Shabbat Mom has a secret passion for plastic frogs--she has collected dozens over the years to add color, context, and whimsy to her crowded seder table. The cheerful one above represents not only Va-era--the start of the cataclysmic Ten Plagues--but also the pre-school Passover ditty that Shabbat Mom's kids used to sing on repeat: "Frogs here, frogs there, frogs were jumping everywhere....even in Pharaoh's underwear...."

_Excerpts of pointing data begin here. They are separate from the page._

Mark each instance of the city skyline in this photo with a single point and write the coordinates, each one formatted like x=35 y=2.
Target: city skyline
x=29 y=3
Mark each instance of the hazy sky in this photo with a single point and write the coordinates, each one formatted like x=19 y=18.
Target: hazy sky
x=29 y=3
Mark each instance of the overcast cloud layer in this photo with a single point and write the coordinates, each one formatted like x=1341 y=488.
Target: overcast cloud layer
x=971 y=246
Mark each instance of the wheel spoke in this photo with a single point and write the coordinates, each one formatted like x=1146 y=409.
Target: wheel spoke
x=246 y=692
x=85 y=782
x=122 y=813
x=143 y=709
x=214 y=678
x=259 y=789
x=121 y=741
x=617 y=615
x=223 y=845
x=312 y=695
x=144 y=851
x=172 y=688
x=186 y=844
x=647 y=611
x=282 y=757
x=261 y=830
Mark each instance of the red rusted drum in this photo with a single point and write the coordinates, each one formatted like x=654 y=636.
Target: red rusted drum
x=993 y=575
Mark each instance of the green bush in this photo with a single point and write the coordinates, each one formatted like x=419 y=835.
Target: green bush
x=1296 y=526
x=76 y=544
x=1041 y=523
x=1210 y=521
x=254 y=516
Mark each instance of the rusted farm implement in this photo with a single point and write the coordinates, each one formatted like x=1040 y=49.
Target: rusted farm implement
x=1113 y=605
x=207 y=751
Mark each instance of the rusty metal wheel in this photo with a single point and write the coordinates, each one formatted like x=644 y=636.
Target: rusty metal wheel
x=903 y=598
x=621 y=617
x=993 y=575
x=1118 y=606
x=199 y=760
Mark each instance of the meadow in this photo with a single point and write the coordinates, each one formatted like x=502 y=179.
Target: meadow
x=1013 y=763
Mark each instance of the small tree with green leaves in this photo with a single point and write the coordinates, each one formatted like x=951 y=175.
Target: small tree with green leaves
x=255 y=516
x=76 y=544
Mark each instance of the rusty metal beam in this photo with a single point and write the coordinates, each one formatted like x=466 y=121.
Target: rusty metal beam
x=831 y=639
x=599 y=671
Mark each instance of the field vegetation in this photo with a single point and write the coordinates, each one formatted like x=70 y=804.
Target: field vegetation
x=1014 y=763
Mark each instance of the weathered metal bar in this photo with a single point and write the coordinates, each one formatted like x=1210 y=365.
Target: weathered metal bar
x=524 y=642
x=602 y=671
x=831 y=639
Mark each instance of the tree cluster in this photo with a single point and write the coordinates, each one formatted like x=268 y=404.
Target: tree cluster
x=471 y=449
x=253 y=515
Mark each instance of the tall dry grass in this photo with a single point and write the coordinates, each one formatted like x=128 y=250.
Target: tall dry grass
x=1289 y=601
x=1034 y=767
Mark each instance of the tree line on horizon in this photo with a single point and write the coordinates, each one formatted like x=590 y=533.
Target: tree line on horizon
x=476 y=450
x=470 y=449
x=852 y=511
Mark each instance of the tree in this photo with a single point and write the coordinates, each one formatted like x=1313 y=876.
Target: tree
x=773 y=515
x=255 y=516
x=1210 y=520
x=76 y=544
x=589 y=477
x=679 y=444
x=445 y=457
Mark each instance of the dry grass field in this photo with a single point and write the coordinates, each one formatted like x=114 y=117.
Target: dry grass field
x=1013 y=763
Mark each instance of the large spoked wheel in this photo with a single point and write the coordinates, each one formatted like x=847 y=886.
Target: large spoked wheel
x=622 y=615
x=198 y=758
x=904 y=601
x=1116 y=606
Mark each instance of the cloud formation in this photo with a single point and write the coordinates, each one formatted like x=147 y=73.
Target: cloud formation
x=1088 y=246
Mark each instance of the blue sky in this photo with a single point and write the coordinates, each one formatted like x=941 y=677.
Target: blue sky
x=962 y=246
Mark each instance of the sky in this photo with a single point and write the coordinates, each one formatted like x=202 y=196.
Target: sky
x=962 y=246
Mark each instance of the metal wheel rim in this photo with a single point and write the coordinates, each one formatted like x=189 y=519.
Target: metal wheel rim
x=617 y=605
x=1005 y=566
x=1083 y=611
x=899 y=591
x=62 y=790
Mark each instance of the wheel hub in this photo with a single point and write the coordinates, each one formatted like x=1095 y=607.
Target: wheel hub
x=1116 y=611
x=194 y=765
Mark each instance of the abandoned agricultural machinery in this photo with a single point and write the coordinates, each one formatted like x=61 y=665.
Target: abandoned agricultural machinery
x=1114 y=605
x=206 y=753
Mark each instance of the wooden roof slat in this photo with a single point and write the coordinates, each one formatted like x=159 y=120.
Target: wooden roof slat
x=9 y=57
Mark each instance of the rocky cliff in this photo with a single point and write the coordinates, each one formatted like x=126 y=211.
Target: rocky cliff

G-d instructs Moses to address the Israelites in His name, telling the people that He will free them from bondage and deliver them to the land that G-d has promised to Abraham, Isaac, and Jacob. G-d confides in Moses that He will deliberately "harden Pharaoh's heart, that I may multiply My signs and marvels in the land of Egypt." Moses, still painfully humble, referring to himself as a man "of impeded speech", brings his brother Aaron when he approaches Pharaoh to plea for his people's freedom. Consider that at this point, Moses was 80, and Aaron, 83. (Shabbat Mom's middle-aged mind is blown by this throwaway reference.)
But Pharaoh says no go. The Nile turns to blood. Then come the frogs. An infestation of lice (Shabbat Mom's personal bugaboo, pun intended). Swarming insects...you get the idea. Moses negotiates with Pharaoh to allow the Israelites a three-day respite to "sacrifice to the Lord our G-d as He may command us."
Pharaoh agrees, and the plagues are lifted. But the equivocating Egyptian changes his mind
Again.. Next a pestilence wipes out the Egyptian livestock--yet not one animal belonging to an Israelite is touched. "...Yet Pharoah remained stubborn, and he would not let the people go." Now come the boils. Then the hail, though not exactly everywhere: "Only in the region of Goshen, where the Israelites were, there was no hail." Pharaoh begs Moses to intervene with G-d to end the plagues. If so:
"I will let you go."
Obviously, he does not. Bad move for the Egyptians, for whom the worst is yet to come. But for the Israelites? In the end, the best is yet to be.